Кроме того, Вильсон не мог игнорировать закон коалиции и союза. Нельзя было без конца идти наперекор желаниям партнеров по коалиции в этом важном для них вопросе, не подорвав основ самой коалиции. Вильсон знал, что было бы неправильно предпринимать интервенцию в России. Но в конце концов, утомленный настойчивыми требованиями союзников, он махнул рукой.
Советские историки в мундирах, для которых политика всего лишь вопрос классовой борьбы, империализма, производительных сил и т. д., которые пишут о политике как о точной науке, но, не смущаясь, фальсифицируют документы и факты, скажут, конечно, что психология Вильсона не относится к вопросу. На то они и плохие историки — или, скорее, вообще не историки.
Даже когда Вильсон дал согласие на интервенцию, он пытался свести участие Америки к минимуму. Более того, он пытался умиротворить собственную совесть тем, что выступал против интервенции в тот самой момент, когда предпринимал ее. Циники различат в этом элемент лицемерия и, может быть, будут правы. Вильсон был духовно измучен.

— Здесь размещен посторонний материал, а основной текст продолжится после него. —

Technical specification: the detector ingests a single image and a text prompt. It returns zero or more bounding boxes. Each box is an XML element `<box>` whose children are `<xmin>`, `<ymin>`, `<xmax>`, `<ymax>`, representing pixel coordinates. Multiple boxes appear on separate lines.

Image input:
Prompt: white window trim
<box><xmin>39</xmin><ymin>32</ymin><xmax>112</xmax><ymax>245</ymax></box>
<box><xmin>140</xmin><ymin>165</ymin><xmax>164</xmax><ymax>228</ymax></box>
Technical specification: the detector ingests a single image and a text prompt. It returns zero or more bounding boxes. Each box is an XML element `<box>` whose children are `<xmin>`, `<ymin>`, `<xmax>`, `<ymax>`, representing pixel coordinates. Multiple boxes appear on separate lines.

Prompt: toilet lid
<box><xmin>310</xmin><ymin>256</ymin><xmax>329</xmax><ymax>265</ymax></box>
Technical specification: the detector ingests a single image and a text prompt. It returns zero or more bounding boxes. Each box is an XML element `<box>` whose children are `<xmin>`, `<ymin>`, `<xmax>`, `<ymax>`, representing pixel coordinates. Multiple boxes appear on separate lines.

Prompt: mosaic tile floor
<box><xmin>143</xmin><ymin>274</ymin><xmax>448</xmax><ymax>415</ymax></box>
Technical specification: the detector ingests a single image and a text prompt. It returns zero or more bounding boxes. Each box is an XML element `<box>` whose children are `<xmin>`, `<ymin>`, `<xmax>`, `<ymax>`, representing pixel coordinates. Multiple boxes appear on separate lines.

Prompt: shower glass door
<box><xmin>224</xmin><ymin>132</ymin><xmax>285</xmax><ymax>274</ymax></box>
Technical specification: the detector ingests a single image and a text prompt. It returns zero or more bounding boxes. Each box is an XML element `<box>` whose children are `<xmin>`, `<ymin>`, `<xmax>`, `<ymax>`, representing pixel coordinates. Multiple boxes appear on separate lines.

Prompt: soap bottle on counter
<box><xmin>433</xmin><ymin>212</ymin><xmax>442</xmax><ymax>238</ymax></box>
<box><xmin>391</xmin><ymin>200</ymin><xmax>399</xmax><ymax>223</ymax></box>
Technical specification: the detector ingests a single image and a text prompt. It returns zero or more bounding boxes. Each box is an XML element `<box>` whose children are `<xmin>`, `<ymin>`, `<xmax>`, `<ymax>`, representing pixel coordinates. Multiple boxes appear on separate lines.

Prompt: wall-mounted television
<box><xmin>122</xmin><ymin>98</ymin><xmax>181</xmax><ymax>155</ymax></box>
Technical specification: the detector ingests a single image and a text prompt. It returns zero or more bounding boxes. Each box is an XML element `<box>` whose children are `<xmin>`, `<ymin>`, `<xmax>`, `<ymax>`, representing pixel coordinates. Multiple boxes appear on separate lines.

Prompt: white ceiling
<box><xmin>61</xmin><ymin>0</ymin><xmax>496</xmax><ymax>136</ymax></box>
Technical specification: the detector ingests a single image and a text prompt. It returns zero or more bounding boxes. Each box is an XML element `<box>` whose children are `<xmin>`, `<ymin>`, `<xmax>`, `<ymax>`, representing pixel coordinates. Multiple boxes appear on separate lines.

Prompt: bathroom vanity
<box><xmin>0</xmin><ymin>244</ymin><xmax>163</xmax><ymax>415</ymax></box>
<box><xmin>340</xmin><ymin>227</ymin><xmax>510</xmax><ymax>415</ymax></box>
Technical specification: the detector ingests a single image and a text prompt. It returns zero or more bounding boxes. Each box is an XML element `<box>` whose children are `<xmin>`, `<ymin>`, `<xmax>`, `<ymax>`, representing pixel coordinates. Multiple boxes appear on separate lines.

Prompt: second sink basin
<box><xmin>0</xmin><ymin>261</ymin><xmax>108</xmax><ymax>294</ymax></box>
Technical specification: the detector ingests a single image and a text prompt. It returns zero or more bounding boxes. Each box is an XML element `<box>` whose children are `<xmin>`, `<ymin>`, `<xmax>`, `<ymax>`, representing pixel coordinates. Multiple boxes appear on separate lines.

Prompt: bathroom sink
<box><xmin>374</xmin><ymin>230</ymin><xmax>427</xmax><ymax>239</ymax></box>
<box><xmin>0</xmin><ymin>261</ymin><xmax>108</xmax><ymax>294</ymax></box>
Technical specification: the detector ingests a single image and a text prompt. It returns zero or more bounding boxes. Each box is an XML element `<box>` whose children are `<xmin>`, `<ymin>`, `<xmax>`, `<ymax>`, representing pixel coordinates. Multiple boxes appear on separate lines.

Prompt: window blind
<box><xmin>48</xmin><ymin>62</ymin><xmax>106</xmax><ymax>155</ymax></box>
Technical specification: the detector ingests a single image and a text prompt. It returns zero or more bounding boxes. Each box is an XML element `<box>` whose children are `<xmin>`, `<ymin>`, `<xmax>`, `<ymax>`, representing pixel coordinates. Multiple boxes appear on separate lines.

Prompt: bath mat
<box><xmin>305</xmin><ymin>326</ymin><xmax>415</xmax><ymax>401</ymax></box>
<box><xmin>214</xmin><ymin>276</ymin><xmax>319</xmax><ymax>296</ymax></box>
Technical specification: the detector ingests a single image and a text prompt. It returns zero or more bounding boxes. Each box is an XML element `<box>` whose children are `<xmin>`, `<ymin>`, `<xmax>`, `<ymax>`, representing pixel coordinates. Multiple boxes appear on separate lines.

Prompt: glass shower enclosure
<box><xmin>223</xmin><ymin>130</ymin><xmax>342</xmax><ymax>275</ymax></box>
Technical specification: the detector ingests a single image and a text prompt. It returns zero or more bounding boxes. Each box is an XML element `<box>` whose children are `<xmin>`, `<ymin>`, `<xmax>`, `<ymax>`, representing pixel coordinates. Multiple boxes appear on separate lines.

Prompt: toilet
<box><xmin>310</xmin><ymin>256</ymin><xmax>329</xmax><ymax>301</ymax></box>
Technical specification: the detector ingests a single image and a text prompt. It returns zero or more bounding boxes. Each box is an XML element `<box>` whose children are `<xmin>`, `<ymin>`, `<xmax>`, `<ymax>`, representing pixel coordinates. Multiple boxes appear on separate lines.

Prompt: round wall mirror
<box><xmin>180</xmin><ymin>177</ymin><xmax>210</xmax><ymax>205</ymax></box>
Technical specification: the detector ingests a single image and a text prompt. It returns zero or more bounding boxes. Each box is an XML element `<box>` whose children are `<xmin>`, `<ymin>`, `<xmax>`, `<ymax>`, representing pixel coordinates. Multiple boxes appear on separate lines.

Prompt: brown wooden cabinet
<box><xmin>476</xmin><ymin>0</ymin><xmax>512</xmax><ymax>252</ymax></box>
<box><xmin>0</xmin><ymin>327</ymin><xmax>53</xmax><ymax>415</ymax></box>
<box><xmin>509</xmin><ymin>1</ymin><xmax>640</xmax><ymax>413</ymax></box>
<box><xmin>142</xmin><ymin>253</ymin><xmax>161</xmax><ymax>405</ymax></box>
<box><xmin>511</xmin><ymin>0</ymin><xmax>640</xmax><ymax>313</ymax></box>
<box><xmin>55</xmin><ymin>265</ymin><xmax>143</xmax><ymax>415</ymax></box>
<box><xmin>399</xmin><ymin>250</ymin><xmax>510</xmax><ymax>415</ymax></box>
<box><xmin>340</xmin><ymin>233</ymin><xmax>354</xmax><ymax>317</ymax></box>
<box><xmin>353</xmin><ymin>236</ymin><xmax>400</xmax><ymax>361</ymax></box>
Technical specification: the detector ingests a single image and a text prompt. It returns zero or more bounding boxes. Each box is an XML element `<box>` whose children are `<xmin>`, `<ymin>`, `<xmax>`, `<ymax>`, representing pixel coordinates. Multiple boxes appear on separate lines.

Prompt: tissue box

Сообщение об американской интервенции в России было подписано исполняющим обязанности государственного секретаря Ф. Л. Полком, но читается оно как вильсонизм чистой воды521. Член Верховного суда США Л. Д. Брандайс, хорошо знавший Вильсона, писал Э. А. Олдермэну, президенту Виргинского университета, 11 мая 1924 года: «О Вильсоне надо судить по тому, чем он был и что делал до 4 августа 1918 года, когда был составлен документ, оправдывавший нападение на Россию. Это был первый из тех его поступков, которые не похожи на него, и, по-моему, начало его печального конца».
Сообщение об интервенции шло наперекор всей личности Вильсона и поэтому способствовало его духовному распаду: «По заключению Правительства Соединенных Штатов,- к которому Правительство пришло после многократного и пристального рассмотрения всей ситуации, военное вмешательство в России скорее усугубило бы нынешнюю прискорбную смуту, нежели излечило ее, и скорее повредило бы России, чем помогло ей оправиться от ее невзгод.
«Такое военное вмешательстве, какое чаще всего предлагали, даже если бы оно достигло своей прямой цели, а именно нанесения удара Германии с востока, скорее всего оказалось бы видом использования России, а не видом помощи ей. Если бы оно и принесло пользу народу России, то слишком поздно, чтобы избавить его от теперешних отчаянных трудностей, а между тем достояние России использовалось бы для содержания чужестранных армий, а не для восстановления ее собственной армии или для пропитания ее мужчин, женщин и детей. Мы с решительностью и уверенностью прилагаем теперь всю свою энергию к одной цели; эта цель — победа на Западном фронте, и, по мнению Правительства Соединенных Штатов, было бы весьма неразумно разделять или рассеивать наши силы».
До сих пор документ оправдывает вильсоновскую политику откладывания интервенции, отмечая иностранным критикам и успокаивая собственную совесть Вильсона. Далее он читается так: «Поэтому, с точки зрения Правительства Соединенных Штатов в данных условиях, военные действия в России можно предпринимать в настоящее время лишь с тем, чтобы предоставить защиту и посильную помощь чехословакам, подвергающимся нападениям со стороны вооруженных австрийских и германских военнопленных»,— эта выдумка имела широкое хождение в то время,— «и чтобы поддержать те усилия, направленные к организации самоуправления или самозащиты, в которых сами русские согласны принять нашу помощь.